The six-month rally from March lows might be thought to have signalled the emergence of the “green shoots” that have been sprouting so plentifully.
So what is the recent correction telling us?
Maybe just the pause that refreshes.
Maybe that the recovery is more fragile than markets have suggested?
Henry’s popular Raff Report is updated today.
The Raff points out that over the past two weeks markets have hit some turbulence after six months of steady rises. Miners have taken a hammering and metal prices softened. The price of copper has fallen almost 4%, nickel is down 5%, aluminium has fallen 2.7% and zinc is relatively unchanged.
The markets raise fears that a bear market rally has come to an end. Markets have surely moved ahead of fundamentals and a pull-back has not surprised canny investors.
This sudden bearishness has taken hold following some positive economic data from the US, China and from Australia.
In the Chicago area factories are doing better and the Purchasing Managers Index (PMI) jumped from 43.4 in July to 50.0 in August — below 50 signals contraction and above 50, growth.
Of great importance was the fact that new orders jumped from 48.8 in July to 52.5 in August and production exhibited a sharper increase, from 43.3 to 53.3.
These trends are yet to be reflected in the employment numbers.
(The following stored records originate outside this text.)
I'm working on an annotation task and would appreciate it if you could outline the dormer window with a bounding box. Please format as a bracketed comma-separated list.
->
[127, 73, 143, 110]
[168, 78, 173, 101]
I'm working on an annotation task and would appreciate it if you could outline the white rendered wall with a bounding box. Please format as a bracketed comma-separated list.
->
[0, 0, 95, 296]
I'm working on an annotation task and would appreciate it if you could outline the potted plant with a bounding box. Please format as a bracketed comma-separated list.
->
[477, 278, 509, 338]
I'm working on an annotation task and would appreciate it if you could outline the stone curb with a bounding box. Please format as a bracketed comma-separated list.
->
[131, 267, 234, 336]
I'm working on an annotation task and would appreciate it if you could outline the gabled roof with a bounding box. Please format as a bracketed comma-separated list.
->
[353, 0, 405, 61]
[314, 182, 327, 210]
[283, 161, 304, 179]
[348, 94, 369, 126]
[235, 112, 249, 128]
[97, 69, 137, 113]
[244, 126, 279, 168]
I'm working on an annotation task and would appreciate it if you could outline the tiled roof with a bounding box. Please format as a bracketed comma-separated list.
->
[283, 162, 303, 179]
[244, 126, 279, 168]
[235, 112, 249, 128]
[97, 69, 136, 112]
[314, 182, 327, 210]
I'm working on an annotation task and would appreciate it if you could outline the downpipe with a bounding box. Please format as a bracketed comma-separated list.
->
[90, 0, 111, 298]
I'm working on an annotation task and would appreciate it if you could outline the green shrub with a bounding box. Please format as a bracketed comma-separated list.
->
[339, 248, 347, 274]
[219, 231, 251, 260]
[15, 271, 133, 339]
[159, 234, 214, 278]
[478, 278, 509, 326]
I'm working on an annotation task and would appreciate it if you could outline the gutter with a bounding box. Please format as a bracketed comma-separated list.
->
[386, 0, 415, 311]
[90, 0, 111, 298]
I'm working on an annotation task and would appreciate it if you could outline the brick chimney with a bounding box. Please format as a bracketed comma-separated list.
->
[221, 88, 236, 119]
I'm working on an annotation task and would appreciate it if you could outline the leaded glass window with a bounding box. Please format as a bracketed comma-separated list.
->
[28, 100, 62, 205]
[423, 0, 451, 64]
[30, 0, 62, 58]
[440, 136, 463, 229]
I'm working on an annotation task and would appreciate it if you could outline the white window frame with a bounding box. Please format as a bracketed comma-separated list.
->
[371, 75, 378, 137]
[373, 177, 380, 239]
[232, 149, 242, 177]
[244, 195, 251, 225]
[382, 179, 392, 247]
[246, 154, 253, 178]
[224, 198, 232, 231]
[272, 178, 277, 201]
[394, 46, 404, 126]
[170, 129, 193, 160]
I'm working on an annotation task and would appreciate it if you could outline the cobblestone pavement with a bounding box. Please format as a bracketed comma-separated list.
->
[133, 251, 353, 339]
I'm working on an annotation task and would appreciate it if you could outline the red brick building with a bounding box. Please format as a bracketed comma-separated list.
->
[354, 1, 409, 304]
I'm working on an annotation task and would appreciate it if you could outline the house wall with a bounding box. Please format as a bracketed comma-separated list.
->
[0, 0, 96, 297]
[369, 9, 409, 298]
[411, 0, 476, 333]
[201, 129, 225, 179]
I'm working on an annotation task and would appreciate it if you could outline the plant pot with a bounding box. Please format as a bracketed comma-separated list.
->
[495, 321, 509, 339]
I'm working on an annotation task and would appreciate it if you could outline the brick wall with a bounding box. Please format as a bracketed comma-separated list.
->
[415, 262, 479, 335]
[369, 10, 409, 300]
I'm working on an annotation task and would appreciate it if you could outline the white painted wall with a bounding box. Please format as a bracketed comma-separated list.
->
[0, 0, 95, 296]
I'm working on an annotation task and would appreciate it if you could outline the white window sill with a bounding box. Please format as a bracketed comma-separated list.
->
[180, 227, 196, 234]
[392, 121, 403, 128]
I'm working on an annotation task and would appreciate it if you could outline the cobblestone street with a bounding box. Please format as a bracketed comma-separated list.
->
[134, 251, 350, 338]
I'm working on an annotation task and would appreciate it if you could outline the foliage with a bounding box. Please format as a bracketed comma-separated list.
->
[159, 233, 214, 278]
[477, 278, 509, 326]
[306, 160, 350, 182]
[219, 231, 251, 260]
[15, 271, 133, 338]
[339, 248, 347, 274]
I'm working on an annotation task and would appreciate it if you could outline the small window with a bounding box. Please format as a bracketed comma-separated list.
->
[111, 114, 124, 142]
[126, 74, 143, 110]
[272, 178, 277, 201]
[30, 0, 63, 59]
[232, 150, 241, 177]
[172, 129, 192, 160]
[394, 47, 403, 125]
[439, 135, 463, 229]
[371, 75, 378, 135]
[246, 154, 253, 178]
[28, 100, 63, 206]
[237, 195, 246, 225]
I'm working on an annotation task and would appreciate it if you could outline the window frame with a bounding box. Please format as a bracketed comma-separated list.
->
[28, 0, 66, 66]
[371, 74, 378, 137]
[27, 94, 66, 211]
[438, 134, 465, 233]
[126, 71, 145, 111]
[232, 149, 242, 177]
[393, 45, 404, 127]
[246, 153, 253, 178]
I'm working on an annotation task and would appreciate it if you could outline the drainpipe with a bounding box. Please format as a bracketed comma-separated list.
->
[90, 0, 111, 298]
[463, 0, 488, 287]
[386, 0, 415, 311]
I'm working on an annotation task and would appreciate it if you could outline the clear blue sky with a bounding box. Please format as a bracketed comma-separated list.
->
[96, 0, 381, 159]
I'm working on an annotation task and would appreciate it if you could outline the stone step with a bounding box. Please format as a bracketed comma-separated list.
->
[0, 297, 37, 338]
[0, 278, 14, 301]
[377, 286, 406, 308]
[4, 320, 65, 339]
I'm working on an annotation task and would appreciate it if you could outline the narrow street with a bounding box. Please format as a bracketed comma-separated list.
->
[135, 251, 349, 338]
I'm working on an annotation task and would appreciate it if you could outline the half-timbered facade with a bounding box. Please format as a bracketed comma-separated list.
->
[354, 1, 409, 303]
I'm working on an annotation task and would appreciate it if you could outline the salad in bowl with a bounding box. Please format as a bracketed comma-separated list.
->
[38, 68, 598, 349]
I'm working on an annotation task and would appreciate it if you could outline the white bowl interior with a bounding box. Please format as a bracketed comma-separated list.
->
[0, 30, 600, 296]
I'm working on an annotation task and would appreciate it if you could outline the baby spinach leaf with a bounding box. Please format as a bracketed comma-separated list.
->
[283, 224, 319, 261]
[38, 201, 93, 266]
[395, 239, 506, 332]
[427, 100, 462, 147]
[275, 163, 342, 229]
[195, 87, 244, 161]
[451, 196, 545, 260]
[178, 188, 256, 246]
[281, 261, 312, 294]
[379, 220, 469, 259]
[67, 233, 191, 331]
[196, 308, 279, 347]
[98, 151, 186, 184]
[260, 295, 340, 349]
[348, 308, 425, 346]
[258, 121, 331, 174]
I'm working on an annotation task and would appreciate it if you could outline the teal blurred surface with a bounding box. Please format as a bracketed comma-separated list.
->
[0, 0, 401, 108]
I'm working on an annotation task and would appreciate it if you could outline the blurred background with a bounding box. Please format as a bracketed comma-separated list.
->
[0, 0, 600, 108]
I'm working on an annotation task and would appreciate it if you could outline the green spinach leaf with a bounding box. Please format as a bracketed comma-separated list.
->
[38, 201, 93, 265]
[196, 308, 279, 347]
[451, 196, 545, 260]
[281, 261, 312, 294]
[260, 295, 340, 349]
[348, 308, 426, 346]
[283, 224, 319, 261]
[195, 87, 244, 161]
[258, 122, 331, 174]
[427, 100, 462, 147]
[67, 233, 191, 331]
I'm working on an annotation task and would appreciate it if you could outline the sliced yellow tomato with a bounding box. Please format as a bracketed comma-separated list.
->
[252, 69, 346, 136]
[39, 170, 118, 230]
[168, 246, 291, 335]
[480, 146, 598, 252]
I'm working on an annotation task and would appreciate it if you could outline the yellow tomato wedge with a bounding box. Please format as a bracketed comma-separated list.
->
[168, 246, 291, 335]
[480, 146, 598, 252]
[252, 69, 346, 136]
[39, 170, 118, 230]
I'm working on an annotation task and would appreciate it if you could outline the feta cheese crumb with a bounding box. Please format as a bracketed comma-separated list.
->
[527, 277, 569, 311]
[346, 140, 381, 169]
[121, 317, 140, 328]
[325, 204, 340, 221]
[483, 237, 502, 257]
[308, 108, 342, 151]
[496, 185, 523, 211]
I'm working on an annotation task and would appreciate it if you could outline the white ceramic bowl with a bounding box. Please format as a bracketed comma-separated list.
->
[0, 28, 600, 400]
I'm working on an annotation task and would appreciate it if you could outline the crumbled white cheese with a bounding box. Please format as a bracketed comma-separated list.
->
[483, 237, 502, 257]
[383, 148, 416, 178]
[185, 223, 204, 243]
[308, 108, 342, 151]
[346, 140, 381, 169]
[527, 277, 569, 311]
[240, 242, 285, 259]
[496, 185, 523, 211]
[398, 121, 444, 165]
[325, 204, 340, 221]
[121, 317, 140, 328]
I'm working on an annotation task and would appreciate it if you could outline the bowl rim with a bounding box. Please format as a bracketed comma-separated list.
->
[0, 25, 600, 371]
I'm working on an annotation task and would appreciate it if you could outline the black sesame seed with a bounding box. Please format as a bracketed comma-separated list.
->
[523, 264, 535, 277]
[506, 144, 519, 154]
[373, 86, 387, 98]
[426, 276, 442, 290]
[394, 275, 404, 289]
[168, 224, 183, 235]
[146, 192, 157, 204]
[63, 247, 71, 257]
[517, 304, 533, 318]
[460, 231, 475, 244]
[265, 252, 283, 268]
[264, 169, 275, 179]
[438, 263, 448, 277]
This might be because productivity, which is measured in output per hour of all persons, rose strongly in the second quarter of 2009.
The Raff looks in detail at the price and stock data for all the major metals.
Henry’s reading is that China’s dramatic policy expansion has been slowed by its banks being told to scale back their lending.
If this is indeed the main influence at work, prepare for a more serious equity correction and in some places at least another leg down in the economy.